Se vogliamo ascoltare dobbiamo farci spazio accogliente e silenzioso. Vuoto. Non occorre dare consigli, solo spazio che accoglie e ama quello che c’è.
Se siamo spazio vuoto e amorevole, possiamo vedere che la sofferenza che ci attraversa non è ciò che siamo.
Se il mio corpo è uno spazio che accoglie ciò da cui viene attraversato, come un contenitore vuoto e luminoso, cosa accade a ciò che lo attraversa? Diventando lo spazio che lo accoglie, cosa accade a quel sentire che ci scorre dentro?
Ecco che ci accorgiamo che c’è una parte di noi che non soffre, che non può soffrire, che non ha mai sofferto e mai soffrirà. E se ci riconosciamo in questo spazio vuoto e amorevole, vedremo la sofferenza che ci attraversa come un flusso che ha solo bisogno di amore, come fosse un suono disarmonico che viene accordato nel momento in cui viene amato.
E allora da questo spazio come si vede la sofferenza? Che effetto fa? E a che cosa serve?
Non dobbiamo cercare sofferenza, ce n’è già a sufficienza, ma quando accade proviamo a vedere almeno a che cosa serve. Se accogliamo la sofferenza come una sostanza che scorre dentro a questo corpo contenitore amorevole e vuoto che siamo, cosa accade alla sostanza? Vedrete che, a suo tempo, la sofferenza si affievolisce, pian piano. Come se fosse un’onda che ritrova la sua misura aurea, la sua armonia.
Per ascoltare dobbiamo essere spazio vuoto e accogliente. Da ciò possiamo dare attenzione a ciò che ci attraversa. E l’amorevole attenzione porta l’onda disarmonica all’armonia. Nel frattempo, vedremo che ogni onda disarmonica è una credenza che non ci serve più. È un vecchio modo di guardare alle cose, è un vecchio aspetto di noi che ha bisogno di rinnovarsi.
Quel fuoco che sembra distruggerci sa cosa sta facendo e probabilmente sta facendo crollare un’immagine di noi, un’idea, una credenza che non ci serve più.

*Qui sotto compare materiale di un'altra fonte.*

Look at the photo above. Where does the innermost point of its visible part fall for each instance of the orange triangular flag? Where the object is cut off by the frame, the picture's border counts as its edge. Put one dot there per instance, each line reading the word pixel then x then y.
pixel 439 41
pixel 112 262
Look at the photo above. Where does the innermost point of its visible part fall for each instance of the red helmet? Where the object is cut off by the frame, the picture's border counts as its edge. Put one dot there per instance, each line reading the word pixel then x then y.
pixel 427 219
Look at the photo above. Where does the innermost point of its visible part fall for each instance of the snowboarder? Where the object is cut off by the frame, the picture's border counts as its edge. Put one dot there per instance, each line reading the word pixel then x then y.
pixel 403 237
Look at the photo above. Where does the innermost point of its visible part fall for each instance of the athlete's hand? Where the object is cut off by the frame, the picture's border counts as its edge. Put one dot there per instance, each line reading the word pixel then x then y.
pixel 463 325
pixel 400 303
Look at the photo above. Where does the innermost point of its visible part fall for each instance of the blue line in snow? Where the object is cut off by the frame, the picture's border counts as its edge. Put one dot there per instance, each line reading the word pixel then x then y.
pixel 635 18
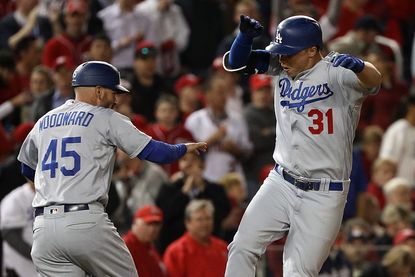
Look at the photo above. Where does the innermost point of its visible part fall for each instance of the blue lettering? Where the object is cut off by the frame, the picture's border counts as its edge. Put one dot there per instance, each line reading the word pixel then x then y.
pixel 46 122
pixel 66 118
pixel 72 118
pixel 52 120
pixel 87 119
pixel 79 118
pixel 59 119
pixel 301 96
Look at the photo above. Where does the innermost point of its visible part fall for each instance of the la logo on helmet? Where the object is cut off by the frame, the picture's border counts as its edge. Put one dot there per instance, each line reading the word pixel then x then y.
pixel 278 37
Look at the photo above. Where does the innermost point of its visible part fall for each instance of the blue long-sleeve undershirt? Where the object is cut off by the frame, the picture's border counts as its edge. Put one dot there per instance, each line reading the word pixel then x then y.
pixel 160 152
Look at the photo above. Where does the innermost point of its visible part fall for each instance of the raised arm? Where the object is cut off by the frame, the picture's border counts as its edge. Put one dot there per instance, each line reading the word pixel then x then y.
pixel 160 152
pixel 241 57
pixel 366 72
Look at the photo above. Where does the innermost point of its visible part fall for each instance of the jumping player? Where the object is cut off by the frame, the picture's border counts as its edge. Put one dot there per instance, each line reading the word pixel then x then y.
pixel 317 104
pixel 70 154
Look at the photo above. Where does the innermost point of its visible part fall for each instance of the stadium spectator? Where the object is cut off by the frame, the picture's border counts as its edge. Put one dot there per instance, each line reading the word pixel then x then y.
pixel 125 28
pixel 100 49
pixel 169 32
pixel 197 252
pixel 16 230
pixel 187 88
pixel 73 42
pixel 398 192
pixel 236 192
pixel 189 185
pixel 225 133
pixel 398 143
pixel 138 183
pixel 383 172
pixel 167 127
pixel 23 22
pixel 62 78
pixel 147 84
pixel 381 109
pixel 398 262
pixel 140 241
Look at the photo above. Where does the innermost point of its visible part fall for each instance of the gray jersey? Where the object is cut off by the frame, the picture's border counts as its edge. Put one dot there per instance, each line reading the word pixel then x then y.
pixel 314 113
pixel 73 151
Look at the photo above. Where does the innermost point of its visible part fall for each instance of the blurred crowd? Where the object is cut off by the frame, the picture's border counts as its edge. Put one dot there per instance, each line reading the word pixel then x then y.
pixel 177 219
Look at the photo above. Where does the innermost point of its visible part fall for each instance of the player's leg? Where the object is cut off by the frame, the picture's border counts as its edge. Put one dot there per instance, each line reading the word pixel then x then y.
pixel 103 252
pixel 46 255
pixel 314 227
pixel 265 220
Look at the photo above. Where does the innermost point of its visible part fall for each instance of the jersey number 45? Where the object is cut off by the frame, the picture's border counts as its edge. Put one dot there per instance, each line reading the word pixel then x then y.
pixel 50 161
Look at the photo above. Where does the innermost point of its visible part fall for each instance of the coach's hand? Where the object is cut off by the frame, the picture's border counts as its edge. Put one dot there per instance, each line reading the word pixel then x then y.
pixel 249 26
pixel 196 147
pixel 348 61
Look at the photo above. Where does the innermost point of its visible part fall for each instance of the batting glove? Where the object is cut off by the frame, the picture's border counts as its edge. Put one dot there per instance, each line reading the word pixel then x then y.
pixel 249 26
pixel 348 61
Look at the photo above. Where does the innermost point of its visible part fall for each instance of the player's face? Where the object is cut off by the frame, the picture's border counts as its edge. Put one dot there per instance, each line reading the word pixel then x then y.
pixel 297 63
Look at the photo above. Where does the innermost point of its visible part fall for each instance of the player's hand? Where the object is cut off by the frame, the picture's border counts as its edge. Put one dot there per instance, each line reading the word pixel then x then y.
pixel 249 26
pixel 348 61
pixel 196 147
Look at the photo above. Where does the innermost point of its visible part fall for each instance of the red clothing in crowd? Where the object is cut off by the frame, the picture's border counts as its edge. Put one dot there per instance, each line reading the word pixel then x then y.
pixel 63 45
pixel 175 135
pixel 377 192
pixel 347 20
pixel 146 257
pixel 380 109
pixel 186 257
pixel 11 89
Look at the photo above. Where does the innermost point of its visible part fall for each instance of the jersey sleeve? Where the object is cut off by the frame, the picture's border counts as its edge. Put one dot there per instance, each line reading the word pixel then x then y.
pixel 123 134
pixel 392 143
pixel 29 151
pixel 347 82
pixel 13 211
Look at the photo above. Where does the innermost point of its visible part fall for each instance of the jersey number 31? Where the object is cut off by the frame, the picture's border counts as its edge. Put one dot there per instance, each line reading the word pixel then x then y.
pixel 51 154
pixel 318 121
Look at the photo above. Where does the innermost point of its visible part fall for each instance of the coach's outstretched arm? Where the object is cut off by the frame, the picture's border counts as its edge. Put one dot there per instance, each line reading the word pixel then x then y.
pixel 367 74
pixel 160 152
pixel 241 57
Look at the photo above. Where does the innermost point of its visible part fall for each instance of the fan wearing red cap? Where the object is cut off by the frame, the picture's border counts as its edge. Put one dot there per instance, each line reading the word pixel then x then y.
pixel 187 88
pixel 140 239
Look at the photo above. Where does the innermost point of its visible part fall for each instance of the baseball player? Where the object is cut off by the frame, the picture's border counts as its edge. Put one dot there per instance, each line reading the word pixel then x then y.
pixel 317 104
pixel 70 154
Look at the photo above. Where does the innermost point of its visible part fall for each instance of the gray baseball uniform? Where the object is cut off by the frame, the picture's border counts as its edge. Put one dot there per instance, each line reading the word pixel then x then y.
pixel 73 151
pixel 317 113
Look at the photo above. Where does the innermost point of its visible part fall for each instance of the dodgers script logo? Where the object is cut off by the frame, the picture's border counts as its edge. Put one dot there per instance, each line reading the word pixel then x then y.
pixel 302 96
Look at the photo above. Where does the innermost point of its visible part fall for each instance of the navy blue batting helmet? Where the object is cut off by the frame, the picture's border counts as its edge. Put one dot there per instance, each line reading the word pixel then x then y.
pixel 295 34
pixel 95 73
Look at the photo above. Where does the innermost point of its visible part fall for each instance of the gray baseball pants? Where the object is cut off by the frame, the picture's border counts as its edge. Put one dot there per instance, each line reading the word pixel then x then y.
pixel 311 218
pixel 79 243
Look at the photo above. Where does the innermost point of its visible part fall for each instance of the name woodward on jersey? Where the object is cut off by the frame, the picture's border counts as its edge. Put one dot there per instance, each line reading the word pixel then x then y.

Non è il crollo dell’immagine di sé, della credenza, a far male ma è il resistere a questa dissoluzione. È il non accettare il cambiamento, il rinnovamento. Siamo affezionati al vecchio anche se non ci serve più. Cosa accadrebbe allora se accompagnassimo questo rinnovamento? Se non gli resistessimo? Cosa succederebbe se lasciassimo andare le nostre verità, che sembrano oggettive, per fidarci di questo movimento di trasmutazione?
Non resisto. Sono lo spazio che accoglie la sofferenza che è proprio come una sostanza che scorre nel mio corpo e attua il suo processo di trasformazione. Le lascio fare, la sento tutta perché sono lo spazio che la accoglie, non la sostanza.
Dopo un po’, la sostanza si dissolve e lascia lo spazio vuoto e quasi sembra mancarmi quella sofferenza, quella sostanza, quel modo di guardare, quella credenza, quella verità!
Cosa faccio con questo vuoto? E se quel vuoto potesse accogliere altro?
Chiedi con il cuore un nuovo sguardo e ti sarà dato. Attendi. Lasciati riempire. Apriti a una nuova intuizione, a un nuovo sentire, a una nuova sostanza. Attendi, apriti perché ti verrà dato. Ascolta bene, senti bene, ti è già stato dato.
Permetti al tuo corpo di sentire. Assapora il nuovo sentire, è nuova vita che scorre. Guarda da lì. Vedrai altro da prima. Creerai altro da prima.
La tua vita sarà diversa, più viva, più luminosa, più intensa.
E soprattutto, non avrai più paura della sofferenza.